Jeudi, l’itinéraire de Justin Trudeau pour la journée indiquait initialement qu’il était en « réunions privées » à Ottawa. Il y a ensuite eu une mise à jour sur le site web du bureau du premier ministre pour indiquer qu’il était en réunion privée à Tofino. Son bureau a confirmé que Justin Trudeau s’était rendu à Tofino pour passer quelques jours avec sa famille.

Une porte-parole du chef conservateur Erin O’Toole a critiqué Justin Trudeau pour avoir utilisé la journée pour se rendre en Colombie-Britannique.

« La Journée vérité et réconciliation ne devrait pas être considérée comme un congé, mais c’est ce que Justin Trudeau a fait », a déclaré Chelsea Tucker.

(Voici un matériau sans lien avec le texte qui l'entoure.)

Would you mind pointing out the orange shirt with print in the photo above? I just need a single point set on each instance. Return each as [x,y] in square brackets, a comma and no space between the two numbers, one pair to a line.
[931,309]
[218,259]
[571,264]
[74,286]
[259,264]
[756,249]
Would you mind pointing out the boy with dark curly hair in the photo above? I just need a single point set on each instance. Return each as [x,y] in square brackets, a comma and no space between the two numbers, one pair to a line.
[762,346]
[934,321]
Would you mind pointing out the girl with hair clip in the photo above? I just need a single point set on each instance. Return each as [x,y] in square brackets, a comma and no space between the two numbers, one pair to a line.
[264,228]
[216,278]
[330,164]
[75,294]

« C’est le modèle que les Canadiens ont appris à connaître avec Justin Trudeau. Il dit de belles choses sur la réconciliation, mais ne donne jamais suite. Comme premier ministre, Erin O’Toole soulignerait toujours cette journée avec le respect et la dignité qu’elle mérite. »

Le chef du NPD, Jagmeet Singh, a assisté jeudi à une marche et à une cérémonie de la « journée du chandail orange » devant le Centre d’amitié autochtone de Vancouver, selon une porte-parole.

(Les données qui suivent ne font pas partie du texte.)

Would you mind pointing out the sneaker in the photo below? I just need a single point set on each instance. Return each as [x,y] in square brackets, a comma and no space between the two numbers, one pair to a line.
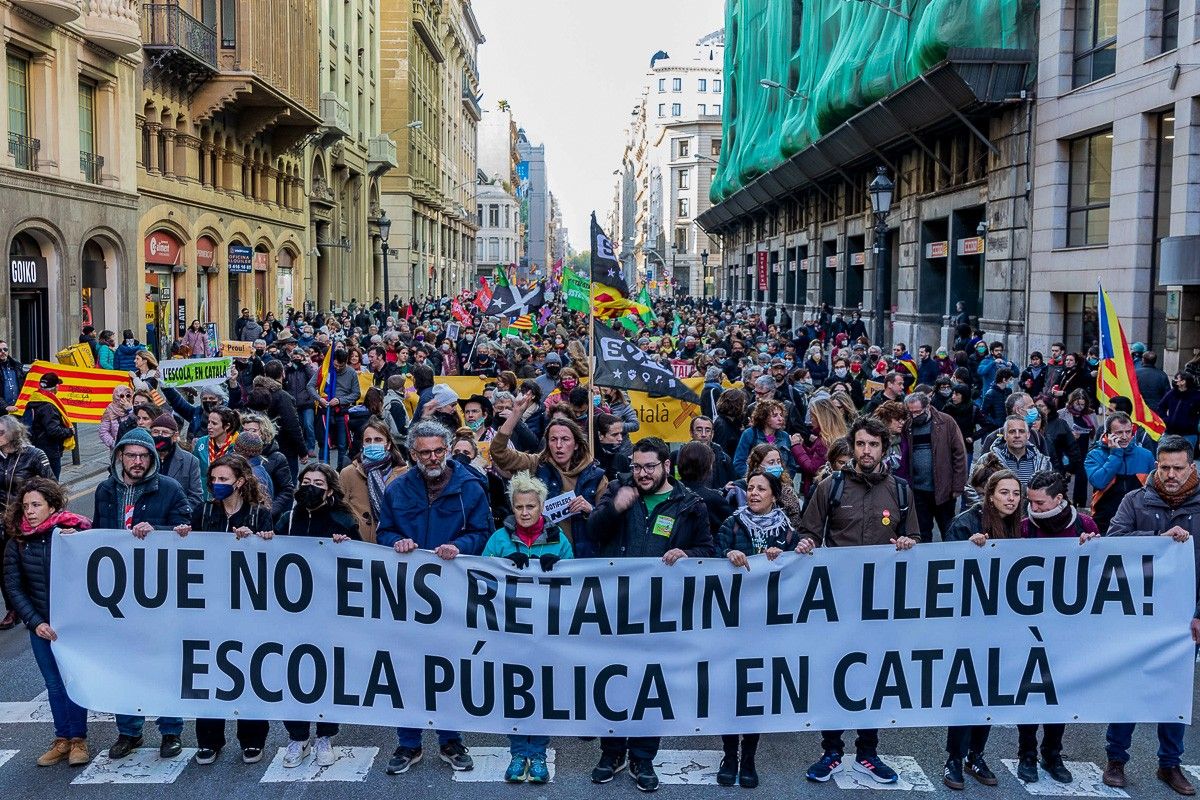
[171,746]
[539,773]
[124,746]
[323,752]
[456,756]
[1027,769]
[1056,769]
[297,753]
[58,751]
[402,759]
[642,771]
[519,770]
[952,776]
[205,756]
[977,768]
[727,773]
[875,767]
[828,764]
[610,764]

Le Parlement a adopté un projet de loi en juin dernier pour créer une Journée nationale annuelle pour la vérité et la réconciliation chaque 30 septembre. C’est un jour férié pour les travailleurs fédéraux, mais le gouvernement Trudeau a déclaré qu’il s’agissait d’une journée de réflexion, semblable au jour du Souvenir, et pas seulement un jour de congé.